La course aux biocarburants, encouragée par un nouvel engagement du Brésil à quadrupler leur utilisation d’ici 2035, suscite de vives inquiétudes quant à une nouvelle vague de déforestation et à une intensification de la compétition pour les terres agricoles. Cette initiative, présentée à l’approche de la COP30 à Belém, pourrait compromettre les efforts mondiaux de lutte contre le changement climatique.
Lors d’une récente rencontre à Jakarta, le président indonésien Prabowo Subianto a accueilli son homologue brésilien Luiz Inacio Lula da Silva afin de renforcer la coopération économique entre les deux pays, notamment dans le domaine des biocarburants. L’Indonésie et le Brésil, deux des principaux producteurs mondiaux, souhaitent réduire leur dépendance aux importations et diminuer leurs émissions de gaz à effet de serre.
Cependant, l’histoire indonésienne avec l’huile de palme, un composant clé des biocarburants, est un avertissement. Au milieu des années 2000, la demande internationale croissante a entraîné le défrichage de millions d’hectares de forêts tropicales et de tourbières pour créer des plantations. Cette expansion agricole a déplacé des communautés autochtones, des petits exploitants agricoles et détruit des écosystèmes essentiels à la survie d’espèces menacées comme les orangs-outans, les tigres de Sumatra et les rhinocéros de Java. Selon la NASA, les incendies de forêt liés à cette déforestation ont provoqué la plus forte augmentation annuelle des émissions mondiales depuis 2 000 ans.
Bien que la déforestation ait ralenti au cours de la décennie suivante grâce à des mesures de conservation, la réunion Subianto-Lula témoigne d’un regain d’intérêt pour les biocarburants. Le Brésil entend demander à la communauté internationale, lors de la COP30, de s’engager à quadrupler l’utilisation de « carburants durables », dont les biocarburants, au cours de la prochaine décennie. Cet engagement s’appuie sur un rapport de l’Agence internationale de l’énergie (AIE) qui estime qu’une telle multiplication est possible grâce au développement de carburants innovants et à un doublement de l’utilisation des biocarburants existants. L’AIE précise toutefois qu’aucun terrain supplémentaire ne devrait être nécessaire pour atteindre cet objectif.
L’engagement brésilien ne contient pas cette réserve, ce qui soulève des craintes quant à une nouvelle incitation à la déforestation et à une pression accrue sur les terres. En août dernier, le Brésil a levé un moratoire sur la culture du soja, une décision critiquée par les organisations environnementales qui y voient un obstacle aux progrès réalisés en matière de conservation ces dernières années.
Par ailleurs, la production de biocarburants soulève des questions de sécurité alimentaire. Environ 90 % de la production mondiale de biocarburants repose sur des cultures vivrières. En 2023, l’industrie a utilisé près de 200 millions de tonnes de maïs, 8 millions de tonnes de blé, 40 millions de tonnes d’huiles végétales et suffisamment de canne à sucre et de betterave sucrière pour produire 50 millions de tonnes de sucre. L’énergie contenue dans ces cultures pourrait suffire à nourrir 1,3 milliard de personnes, tandis qu’il faut près de 3 000 litres d’eau pour produire suffisamment de biocarburant pour parcourir 100 kilomètres.

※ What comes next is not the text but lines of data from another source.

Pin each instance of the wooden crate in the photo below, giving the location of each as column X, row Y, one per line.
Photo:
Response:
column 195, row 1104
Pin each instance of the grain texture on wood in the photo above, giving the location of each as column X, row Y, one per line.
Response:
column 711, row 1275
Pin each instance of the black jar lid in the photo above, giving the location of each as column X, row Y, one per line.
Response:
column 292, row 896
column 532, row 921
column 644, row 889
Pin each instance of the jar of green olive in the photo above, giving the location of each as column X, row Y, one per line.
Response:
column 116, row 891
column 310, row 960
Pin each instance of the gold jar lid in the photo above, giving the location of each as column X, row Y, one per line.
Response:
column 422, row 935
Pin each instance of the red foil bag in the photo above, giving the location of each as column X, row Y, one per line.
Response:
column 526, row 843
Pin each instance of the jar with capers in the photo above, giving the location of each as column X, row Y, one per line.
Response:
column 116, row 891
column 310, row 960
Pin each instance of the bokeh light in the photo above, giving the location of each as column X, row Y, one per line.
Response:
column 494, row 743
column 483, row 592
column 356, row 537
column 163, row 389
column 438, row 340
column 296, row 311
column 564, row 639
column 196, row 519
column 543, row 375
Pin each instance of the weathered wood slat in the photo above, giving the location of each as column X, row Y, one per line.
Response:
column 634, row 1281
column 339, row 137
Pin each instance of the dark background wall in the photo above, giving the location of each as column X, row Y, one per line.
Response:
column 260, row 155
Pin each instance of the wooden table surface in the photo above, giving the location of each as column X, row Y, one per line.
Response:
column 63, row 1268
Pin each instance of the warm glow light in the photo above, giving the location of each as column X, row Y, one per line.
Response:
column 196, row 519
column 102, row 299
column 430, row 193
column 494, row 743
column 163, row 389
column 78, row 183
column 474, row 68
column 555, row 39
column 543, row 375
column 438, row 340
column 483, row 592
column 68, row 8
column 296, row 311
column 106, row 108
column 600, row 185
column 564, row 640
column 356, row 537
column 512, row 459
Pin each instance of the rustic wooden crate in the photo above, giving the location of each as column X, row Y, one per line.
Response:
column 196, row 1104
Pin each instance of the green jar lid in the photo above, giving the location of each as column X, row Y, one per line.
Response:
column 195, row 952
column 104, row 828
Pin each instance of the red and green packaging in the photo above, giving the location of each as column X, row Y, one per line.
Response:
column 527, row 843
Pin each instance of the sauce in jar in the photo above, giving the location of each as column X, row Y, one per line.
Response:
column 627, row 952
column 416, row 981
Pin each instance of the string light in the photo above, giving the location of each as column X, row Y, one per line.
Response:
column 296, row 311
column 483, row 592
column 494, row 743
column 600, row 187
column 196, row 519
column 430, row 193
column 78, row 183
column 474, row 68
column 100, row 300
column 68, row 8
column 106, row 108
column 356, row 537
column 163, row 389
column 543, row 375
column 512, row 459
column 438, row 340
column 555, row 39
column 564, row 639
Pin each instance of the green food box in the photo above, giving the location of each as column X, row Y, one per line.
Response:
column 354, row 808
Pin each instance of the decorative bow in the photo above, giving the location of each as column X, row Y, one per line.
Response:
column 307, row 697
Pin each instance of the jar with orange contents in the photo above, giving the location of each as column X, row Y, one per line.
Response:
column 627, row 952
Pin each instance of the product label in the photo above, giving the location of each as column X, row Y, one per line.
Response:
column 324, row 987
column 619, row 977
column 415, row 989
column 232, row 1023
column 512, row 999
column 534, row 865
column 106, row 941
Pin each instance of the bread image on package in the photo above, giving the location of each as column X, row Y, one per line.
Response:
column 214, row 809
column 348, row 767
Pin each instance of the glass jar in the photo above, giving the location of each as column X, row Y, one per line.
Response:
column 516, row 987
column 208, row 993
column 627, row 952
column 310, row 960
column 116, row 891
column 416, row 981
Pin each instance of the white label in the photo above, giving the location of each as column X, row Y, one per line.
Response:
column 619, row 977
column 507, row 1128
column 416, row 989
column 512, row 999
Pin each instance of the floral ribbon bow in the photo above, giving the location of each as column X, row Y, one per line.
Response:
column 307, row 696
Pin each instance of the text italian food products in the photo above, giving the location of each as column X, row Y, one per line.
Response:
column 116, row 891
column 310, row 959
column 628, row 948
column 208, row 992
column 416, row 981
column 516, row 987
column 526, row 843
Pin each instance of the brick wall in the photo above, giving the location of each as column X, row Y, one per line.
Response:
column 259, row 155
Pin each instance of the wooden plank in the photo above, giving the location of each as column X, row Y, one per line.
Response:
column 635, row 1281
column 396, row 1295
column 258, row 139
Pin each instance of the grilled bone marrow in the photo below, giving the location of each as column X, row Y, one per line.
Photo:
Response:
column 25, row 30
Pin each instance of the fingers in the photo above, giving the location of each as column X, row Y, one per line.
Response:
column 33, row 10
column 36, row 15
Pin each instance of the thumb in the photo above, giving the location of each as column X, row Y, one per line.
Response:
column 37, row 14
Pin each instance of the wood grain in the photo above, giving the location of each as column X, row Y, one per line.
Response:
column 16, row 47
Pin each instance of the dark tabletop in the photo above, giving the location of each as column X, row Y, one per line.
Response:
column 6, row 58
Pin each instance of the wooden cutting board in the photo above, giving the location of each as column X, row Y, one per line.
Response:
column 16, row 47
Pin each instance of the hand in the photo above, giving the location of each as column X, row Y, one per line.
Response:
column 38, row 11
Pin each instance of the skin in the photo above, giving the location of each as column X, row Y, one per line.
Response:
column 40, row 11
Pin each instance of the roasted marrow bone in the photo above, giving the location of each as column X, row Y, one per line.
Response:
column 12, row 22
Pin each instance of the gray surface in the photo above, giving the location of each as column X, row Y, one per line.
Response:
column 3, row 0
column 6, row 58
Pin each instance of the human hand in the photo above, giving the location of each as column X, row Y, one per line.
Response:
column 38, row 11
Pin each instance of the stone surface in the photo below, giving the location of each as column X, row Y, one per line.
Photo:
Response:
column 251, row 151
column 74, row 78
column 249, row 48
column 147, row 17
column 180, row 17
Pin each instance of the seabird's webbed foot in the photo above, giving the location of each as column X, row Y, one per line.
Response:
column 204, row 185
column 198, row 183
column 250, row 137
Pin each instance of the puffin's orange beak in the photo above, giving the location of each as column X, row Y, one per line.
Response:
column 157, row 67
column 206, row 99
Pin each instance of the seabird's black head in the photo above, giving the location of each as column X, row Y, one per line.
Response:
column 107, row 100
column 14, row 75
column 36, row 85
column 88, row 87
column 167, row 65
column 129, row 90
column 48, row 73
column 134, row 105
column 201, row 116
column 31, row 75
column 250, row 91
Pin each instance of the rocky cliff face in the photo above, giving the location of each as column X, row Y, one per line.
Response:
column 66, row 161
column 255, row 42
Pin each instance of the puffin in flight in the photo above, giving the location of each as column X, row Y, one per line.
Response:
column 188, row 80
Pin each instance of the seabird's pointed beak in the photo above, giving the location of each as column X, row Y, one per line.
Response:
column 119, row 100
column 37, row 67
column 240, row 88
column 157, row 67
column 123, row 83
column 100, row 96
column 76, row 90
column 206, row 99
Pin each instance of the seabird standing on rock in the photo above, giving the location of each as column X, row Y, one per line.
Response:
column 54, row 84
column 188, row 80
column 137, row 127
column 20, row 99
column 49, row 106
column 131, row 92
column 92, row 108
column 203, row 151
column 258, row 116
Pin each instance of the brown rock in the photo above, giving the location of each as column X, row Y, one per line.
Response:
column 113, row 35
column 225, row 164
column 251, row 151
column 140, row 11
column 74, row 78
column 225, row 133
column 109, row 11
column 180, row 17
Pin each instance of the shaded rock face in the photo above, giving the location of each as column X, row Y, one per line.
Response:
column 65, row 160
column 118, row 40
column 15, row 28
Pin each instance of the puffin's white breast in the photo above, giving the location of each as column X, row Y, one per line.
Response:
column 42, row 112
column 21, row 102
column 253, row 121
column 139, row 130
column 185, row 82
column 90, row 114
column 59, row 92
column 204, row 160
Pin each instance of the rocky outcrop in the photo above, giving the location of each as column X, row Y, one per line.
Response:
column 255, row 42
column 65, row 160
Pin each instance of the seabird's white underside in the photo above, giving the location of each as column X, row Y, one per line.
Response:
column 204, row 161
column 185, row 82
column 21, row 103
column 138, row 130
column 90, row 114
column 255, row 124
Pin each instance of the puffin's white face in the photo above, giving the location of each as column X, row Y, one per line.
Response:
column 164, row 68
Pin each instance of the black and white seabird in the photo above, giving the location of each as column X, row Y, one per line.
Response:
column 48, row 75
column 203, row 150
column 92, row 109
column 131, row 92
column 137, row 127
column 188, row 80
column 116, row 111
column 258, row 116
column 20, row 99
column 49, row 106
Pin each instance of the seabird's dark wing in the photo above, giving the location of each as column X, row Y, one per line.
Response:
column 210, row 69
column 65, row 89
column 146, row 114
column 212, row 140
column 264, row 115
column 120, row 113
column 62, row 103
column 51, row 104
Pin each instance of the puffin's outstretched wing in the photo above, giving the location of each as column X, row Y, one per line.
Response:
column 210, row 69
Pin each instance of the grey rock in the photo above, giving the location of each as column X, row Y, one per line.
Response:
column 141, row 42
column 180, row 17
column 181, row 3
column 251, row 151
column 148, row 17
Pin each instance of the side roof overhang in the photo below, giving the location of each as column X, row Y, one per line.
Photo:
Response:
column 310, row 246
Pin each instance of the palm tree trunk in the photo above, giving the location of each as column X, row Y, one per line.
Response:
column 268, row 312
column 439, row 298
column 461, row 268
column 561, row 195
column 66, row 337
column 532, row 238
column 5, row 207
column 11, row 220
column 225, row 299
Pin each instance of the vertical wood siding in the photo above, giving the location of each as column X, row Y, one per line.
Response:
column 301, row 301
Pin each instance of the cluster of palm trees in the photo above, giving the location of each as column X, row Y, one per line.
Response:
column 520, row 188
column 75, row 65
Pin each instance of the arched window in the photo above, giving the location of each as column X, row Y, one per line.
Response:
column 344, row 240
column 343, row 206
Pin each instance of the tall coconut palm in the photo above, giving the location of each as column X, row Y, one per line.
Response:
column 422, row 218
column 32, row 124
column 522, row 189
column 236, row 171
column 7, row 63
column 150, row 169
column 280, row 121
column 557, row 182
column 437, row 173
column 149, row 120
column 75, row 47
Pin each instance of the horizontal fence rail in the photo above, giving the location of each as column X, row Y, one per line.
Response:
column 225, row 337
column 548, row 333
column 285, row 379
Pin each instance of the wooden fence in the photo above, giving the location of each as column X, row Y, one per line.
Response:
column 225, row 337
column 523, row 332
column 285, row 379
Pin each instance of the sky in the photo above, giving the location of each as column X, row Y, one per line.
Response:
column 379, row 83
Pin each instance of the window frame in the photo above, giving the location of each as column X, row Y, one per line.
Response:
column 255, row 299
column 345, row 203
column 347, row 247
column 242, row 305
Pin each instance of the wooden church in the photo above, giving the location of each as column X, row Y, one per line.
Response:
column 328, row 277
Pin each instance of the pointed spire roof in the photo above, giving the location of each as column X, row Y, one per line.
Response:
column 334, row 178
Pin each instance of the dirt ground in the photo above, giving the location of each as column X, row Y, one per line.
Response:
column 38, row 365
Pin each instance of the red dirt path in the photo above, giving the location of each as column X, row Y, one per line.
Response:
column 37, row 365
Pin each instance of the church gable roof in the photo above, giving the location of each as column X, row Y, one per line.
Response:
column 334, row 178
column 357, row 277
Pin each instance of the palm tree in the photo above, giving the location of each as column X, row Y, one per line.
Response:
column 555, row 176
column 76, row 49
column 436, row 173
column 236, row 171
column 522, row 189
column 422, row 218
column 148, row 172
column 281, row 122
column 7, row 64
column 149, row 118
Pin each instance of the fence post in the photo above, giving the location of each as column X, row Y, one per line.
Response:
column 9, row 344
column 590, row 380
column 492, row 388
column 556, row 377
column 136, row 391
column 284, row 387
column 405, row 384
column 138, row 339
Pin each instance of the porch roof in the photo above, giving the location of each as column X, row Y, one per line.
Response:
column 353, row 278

L’impact environnemental des biocarburants est également préoccupant. Selon les estimations, ils émettent en moyenne 16 % de carbone en plus que les combustibles fossiles qu’ils sont censés remplacer, en tenant compte de l’impact du changement d’affectation des terres. Cependant, l’abandon des biocarburants doit tenir compte des réalités sociales et économiques locales. En Indonésie, par exemple, les nouvelles politiques sont motivées par l’excédent de production d’huile de palme et la nécessité de maintenir l’emploi rural.
Les organisations non gouvernementales indonésiennes plaident de plus en plus pour une approche globale qui limiterait l’expansion des plantations, améliorerait la traçabilité et investirait dans une gouvernance communautaire, notamment en développant des systèmes énergétiques décentralisés. L’Indonésie a rejoint début 2025 les BRICS, un groupe influent de pays en développement qui représente près de la moitié de la population mondiale et environ un quart du commerce mondial. Ces pays sont également responsables de 51 % des émissions mondiales. Les BRICS ont affirmé que la lutte contre le changement climatique est une priorité de leur politique étrangère et se sont engagés en juillet dernier à accroître le financement climatique entre pairs.
Si l’Indonésie et ses partenaires des BRICS souhaitent réellement construire une nouvelle économie qui profite aux pays du Sud sans compromettre les efforts de réduction des émissions, ils devront traduire leur rhétorique en actions concrètes. Entamer un débat honnête sur les biocarburants à Belém, lors de la COP30, serait un premier pas essentiel.